Contracts covering 14,000 telecommunication workers at AT&T’s Midwest and Legacy T regions expire at midnight Saturday. Workers in both regions have voted overwhelmingly to strike, expressing outrage over the company’s demands for massive concessions in health care and continued job cuts.

The over 90 percent vote to strike is also part of a growing movement of the working class, particularly teachers who have struck in West Virginia and Oklahoma, demanding better pay, health care and increased funding for education. 

Communication Workers of America officials have not set a strike date, saying only that the vote authorizes them to call a strike. While union officials have told workers to take home their personal things, the union also holds open the possibility of working under a contract extension, or without a contract, if no new contract is reached.

AT&T Midwest covers workers in Ohio, Michigan, Illinois, Indiana and Wisconsin, while the AT&T Legacy T contract covers workers nationwide.

Workers in both regions have faced massive job cuts and cuts to health care. In the AT&T Legacy T region, which covers about 6,000 workers, health care costs have increased by 28 percent a year for the past 5 years, forcing many workers to opt out of health coverage entirely, according to the union.

On top of this, AT&T is demanding that workers pay a third of the total cost of health care. At the current cost this would amount to about $6,000 per year, which is 12 percent of earnings for a worker making $50,000 a year.

The company is also seeking to continue their job-cutting. Since their last contract in 2015, the company has cut nearly 10 percent of the workforce. 

Last year, AT&T reported $160.5 billion total revenue and earnings per share of stock of $4.76, compared to $2.10 in 2016. Randall Stephenson, AT&T CEO, was a strong supporter of the Trump tax cut and made headlines when he promised to pay each worker a $1,000 bonus and to create 7,000 jobs.

The $200 million that the company will pay in bonuses amounts to a small percentage of the billions that the company will reap in extra profits from the tax cut.
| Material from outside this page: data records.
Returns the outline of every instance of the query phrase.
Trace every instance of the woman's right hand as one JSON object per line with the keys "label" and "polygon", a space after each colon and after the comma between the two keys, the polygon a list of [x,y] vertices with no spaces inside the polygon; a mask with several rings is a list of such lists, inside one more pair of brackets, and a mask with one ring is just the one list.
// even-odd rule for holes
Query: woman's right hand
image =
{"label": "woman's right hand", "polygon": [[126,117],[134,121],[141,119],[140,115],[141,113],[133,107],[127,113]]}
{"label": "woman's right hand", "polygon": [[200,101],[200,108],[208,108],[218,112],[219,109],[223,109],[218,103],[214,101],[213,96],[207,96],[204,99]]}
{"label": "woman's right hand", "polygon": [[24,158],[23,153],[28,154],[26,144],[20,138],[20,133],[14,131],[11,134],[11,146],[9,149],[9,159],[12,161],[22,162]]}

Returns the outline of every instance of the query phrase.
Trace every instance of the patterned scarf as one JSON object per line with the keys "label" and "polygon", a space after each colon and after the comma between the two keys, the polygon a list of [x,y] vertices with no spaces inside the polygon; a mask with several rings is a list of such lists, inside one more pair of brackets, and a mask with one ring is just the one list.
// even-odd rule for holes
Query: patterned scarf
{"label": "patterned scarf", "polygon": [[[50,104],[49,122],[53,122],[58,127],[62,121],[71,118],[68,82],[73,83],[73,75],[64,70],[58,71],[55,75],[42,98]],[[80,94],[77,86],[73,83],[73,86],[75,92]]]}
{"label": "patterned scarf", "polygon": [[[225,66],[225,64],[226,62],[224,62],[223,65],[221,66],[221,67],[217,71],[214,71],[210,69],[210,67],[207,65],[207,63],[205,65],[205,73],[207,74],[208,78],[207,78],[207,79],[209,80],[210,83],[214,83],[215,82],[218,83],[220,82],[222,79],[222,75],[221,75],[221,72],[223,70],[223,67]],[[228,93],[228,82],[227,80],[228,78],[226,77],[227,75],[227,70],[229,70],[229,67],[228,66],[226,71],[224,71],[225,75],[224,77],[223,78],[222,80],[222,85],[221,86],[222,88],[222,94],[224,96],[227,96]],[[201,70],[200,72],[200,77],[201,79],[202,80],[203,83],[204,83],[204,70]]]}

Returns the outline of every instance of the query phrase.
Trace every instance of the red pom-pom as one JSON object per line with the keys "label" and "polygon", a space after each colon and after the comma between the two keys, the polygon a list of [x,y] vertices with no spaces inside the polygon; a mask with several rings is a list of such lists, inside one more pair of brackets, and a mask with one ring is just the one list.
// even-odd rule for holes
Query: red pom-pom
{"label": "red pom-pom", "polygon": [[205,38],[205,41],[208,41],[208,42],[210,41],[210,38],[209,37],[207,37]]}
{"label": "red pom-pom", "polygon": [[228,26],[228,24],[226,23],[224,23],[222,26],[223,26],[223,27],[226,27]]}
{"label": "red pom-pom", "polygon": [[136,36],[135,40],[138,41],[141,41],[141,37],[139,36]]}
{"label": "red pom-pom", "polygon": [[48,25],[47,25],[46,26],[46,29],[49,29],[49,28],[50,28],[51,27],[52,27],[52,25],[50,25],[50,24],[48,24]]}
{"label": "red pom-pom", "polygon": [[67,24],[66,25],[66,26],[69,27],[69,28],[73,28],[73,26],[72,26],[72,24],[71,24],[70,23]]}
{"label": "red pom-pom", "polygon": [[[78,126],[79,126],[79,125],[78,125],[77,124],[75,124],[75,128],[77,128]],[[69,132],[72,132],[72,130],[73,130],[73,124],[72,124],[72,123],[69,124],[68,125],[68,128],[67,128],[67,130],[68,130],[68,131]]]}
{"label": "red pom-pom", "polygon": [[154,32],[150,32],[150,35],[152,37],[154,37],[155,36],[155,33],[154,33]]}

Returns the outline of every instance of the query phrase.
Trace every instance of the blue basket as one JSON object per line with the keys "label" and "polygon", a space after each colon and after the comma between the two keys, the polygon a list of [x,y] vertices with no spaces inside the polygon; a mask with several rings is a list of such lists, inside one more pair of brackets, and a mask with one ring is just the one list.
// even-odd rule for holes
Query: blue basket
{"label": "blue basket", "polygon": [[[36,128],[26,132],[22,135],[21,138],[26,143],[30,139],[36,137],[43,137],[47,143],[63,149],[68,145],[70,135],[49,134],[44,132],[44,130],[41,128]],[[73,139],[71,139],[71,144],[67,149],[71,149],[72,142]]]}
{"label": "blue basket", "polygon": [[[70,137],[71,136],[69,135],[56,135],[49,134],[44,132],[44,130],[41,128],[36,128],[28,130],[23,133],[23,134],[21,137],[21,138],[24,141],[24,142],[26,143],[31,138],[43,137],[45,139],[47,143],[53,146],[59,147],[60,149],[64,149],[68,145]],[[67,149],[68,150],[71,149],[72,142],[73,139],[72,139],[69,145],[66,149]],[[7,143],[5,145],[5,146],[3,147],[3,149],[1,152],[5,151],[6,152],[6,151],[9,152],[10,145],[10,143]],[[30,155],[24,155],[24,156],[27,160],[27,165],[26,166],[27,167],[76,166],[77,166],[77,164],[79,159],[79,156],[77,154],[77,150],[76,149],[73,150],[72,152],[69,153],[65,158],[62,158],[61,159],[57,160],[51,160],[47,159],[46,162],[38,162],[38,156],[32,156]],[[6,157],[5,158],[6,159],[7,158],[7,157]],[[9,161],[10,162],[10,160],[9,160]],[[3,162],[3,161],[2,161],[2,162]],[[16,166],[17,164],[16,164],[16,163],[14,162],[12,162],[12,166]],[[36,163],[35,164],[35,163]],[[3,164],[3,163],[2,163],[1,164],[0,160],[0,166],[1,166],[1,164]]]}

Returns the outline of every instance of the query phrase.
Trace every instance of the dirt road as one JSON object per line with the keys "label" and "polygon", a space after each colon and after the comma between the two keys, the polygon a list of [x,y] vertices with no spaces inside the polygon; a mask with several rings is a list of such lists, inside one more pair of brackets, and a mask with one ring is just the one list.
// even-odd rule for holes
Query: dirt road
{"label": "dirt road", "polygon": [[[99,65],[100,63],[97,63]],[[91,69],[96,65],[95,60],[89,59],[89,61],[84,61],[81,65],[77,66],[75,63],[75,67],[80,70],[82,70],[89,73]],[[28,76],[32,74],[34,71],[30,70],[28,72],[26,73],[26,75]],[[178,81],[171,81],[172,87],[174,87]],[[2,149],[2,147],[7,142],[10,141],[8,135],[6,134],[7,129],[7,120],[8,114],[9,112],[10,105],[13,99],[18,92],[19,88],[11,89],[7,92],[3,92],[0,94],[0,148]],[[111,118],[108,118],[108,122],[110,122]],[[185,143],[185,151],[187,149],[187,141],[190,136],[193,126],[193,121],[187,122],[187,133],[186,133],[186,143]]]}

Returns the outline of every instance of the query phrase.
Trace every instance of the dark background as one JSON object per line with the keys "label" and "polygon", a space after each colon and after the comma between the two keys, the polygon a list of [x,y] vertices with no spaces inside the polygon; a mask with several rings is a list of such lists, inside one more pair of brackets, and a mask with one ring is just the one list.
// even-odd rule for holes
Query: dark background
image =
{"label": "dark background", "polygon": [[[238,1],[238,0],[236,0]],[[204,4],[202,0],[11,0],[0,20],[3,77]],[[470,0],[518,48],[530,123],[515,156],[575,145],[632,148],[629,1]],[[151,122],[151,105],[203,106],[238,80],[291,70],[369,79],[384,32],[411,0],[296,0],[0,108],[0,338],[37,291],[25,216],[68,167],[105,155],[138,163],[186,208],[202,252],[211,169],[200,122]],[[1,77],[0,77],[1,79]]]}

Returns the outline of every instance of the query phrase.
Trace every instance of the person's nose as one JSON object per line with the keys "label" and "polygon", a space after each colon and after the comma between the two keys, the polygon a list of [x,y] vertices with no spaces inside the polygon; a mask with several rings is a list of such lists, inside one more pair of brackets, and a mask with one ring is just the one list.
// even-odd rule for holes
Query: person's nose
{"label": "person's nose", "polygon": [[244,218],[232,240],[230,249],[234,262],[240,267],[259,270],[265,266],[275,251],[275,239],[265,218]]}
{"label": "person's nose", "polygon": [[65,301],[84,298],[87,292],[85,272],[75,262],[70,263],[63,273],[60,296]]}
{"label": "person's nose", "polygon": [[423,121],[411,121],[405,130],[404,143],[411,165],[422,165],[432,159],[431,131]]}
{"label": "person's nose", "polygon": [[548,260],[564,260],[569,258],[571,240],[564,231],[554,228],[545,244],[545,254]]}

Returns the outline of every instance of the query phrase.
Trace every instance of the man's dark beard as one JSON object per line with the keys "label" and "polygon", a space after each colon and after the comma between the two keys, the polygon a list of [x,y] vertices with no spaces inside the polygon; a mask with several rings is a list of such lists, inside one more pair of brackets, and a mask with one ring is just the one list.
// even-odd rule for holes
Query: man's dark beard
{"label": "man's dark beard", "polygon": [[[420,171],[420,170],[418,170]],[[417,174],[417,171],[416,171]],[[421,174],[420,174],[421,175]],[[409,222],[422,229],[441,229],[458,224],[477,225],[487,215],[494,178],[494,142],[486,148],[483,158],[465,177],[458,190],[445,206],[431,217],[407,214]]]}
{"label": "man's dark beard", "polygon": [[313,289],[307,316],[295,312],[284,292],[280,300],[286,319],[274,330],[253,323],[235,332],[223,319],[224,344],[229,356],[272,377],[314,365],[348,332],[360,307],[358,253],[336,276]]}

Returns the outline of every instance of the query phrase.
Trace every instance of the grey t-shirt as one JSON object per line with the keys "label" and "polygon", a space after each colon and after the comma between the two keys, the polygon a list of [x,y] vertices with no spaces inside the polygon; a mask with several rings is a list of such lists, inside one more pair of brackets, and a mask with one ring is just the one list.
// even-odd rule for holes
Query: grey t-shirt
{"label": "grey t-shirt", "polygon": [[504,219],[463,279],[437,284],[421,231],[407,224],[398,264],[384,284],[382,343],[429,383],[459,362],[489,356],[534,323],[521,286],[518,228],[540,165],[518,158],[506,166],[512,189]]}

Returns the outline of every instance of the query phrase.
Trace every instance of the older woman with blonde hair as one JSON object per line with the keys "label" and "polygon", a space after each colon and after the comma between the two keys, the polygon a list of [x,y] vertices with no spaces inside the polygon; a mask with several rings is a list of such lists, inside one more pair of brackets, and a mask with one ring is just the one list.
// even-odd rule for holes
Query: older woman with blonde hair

As far as the promised new jobs, those have yet to materialize.

Stephenson made $28.7 million last year, or roughly 570 times that of the average worker at AT&T. Other top executives at the company made equally obscene amounts.
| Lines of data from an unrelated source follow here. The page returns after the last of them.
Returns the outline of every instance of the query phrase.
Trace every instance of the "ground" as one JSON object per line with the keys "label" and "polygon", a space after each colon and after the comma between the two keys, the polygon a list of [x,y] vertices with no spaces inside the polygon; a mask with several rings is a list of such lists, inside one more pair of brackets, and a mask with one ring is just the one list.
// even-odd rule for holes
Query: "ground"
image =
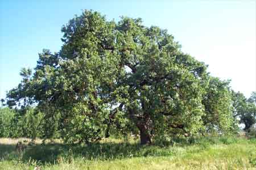
{"label": "ground", "polygon": [[168,146],[141,146],[137,140],[105,139],[89,145],[41,140],[23,151],[0,138],[0,169],[256,169],[256,139],[234,137],[180,140]]}

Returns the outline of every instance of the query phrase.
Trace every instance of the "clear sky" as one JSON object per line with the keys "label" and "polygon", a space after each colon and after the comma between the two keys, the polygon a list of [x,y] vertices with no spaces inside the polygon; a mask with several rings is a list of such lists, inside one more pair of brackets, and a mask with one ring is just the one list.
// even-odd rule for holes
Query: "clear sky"
{"label": "clear sky", "polygon": [[167,29],[212,75],[231,79],[249,97],[256,90],[255,8],[250,0],[0,0],[0,98],[18,85],[22,67],[35,67],[42,49],[60,50],[61,26],[82,9]]}

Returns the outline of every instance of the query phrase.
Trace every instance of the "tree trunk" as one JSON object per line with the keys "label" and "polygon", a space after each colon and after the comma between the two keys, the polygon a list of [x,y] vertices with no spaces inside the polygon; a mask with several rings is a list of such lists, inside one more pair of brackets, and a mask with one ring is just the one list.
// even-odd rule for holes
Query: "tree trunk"
{"label": "tree trunk", "polygon": [[151,143],[150,134],[147,131],[140,130],[141,144],[147,144]]}
{"label": "tree trunk", "polygon": [[137,123],[137,127],[139,130],[141,144],[147,144],[151,143],[151,135],[150,134],[150,126],[147,123],[141,122]]}

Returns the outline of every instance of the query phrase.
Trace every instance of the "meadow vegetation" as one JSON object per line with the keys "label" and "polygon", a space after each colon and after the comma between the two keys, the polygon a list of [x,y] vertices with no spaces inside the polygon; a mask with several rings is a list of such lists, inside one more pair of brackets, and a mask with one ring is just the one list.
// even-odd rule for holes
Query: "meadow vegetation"
{"label": "meadow vegetation", "polygon": [[42,144],[37,139],[16,151],[17,142],[24,140],[30,139],[0,139],[0,169],[256,169],[256,140],[243,137],[177,139],[168,146],[143,146],[130,138],[85,145]]}
{"label": "meadow vegetation", "polygon": [[141,18],[85,10],[61,32],[1,99],[0,169],[255,168],[256,92],[234,92]]}

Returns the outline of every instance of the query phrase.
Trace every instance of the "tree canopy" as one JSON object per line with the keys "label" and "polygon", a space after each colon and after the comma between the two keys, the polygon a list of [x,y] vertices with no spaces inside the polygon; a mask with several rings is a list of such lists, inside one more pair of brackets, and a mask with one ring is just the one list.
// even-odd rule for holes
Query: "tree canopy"
{"label": "tree canopy", "polygon": [[85,10],[61,31],[61,50],[43,50],[7,95],[10,107],[36,105],[46,138],[56,130],[68,143],[132,132],[144,144],[232,126],[229,82],[210,76],[167,30]]}

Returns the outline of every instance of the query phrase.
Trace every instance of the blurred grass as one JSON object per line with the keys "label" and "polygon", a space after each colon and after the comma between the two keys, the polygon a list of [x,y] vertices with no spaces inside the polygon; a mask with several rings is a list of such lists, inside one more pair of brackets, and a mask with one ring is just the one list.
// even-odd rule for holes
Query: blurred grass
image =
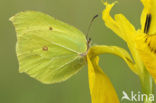
{"label": "blurred grass", "polygon": [[[108,0],[110,2],[114,0]],[[112,15],[123,13],[140,27],[142,5],[139,0],[118,0]],[[44,85],[18,72],[15,53],[16,35],[8,19],[24,10],[47,13],[86,33],[90,19],[99,14],[89,33],[93,44],[117,45],[128,50],[125,42],[106,28],[101,0],[0,0],[0,103],[90,103],[87,68],[66,82]],[[140,91],[138,77],[119,57],[101,56],[100,64],[110,77],[119,98],[122,91]]]}

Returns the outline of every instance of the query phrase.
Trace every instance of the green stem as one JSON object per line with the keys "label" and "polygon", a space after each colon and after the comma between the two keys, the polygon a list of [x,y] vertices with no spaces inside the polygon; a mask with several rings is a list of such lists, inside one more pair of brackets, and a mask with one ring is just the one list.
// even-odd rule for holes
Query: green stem
{"label": "green stem", "polygon": [[144,73],[141,76],[142,92],[148,96],[147,100],[144,98],[144,103],[152,103],[150,100],[150,95],[153,94],[153,79],[149,72],[144,69]]}

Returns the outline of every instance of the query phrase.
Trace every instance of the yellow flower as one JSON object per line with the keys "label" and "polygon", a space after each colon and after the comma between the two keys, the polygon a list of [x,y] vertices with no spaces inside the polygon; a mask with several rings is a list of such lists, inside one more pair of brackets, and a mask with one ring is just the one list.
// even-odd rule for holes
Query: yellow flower
{"label": "yellow flower", "polygon": [[110,53],[121,57],[133,68],[130,55],[122,48],[116,46],[93,46],[87,54],[88,78],[92,103],[119,103],[117,94],[109,78],[102,71],[98,55]]}
{"label": "yellow flower", "polygon": [[110,16],[110,11],[115,3],[106,5],[103,11],[103,20],[106,26],[126,41],[134,59],[135,68],[131,68],[140,77],[145,69],[156,80],[156,0],[141,0],[144,9],[141,15],[141,29],[134,26],[122,14]]}

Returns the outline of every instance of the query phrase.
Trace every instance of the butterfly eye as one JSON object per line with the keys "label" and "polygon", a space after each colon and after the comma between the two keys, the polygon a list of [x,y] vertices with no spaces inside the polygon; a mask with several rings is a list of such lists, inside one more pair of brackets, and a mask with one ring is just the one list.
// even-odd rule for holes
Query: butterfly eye
{"label": "butterfly eye", "polygon": [[49,27],[49,30],[53,30],[53,28],[52,27]]}
{"label": "butterfly eye", "polygon": [[48,51],[48,47],[47,47],[47,46],[44,46],[44,47],[42,48],[42,50],[43,50],[43,51]]}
But while the company is making billions in profits, it continues to contract out work and demand that remaining workers take massive concessions. AT&T, along with the other major telecommunications provider Verizon, cites the decline in landline use to justify the attack on its workers.

In fact, the landline business is still making enormous profits for both AT&T and Verizon. But compared to the wireless side of the business it has become a smaller share of the companies’ overall revenue. And both companies are seeking to cut costs by driving down living standards of the workforce.

While the CWA is claiming to be fighting for health care and job security, the current loss of jobs and cuts to health care are the product of past concessions contracts in which the CWA traded away workers’ jobs and benefits in exchange for the company agreeing to allow the CWA to represent workers in the company’s growing wireless division. 

The CWA currently represents 45,000 workers in the wireless division. The CWA consistently traded workers’ benefits and jobs to insure a steady stream of dues income. When the union refers to job security, they are really referring to the job security of the union officials.

If the union does call a strike, the union has already made clear that it intends to isolate the workers, to be used as an example for the rest of the industry. Over the past year, the CWA and the company have signed contracts in their five other regions. Just last month, the CWA ordered striking Frontier workers in West Virginia back to work after a three-week strike.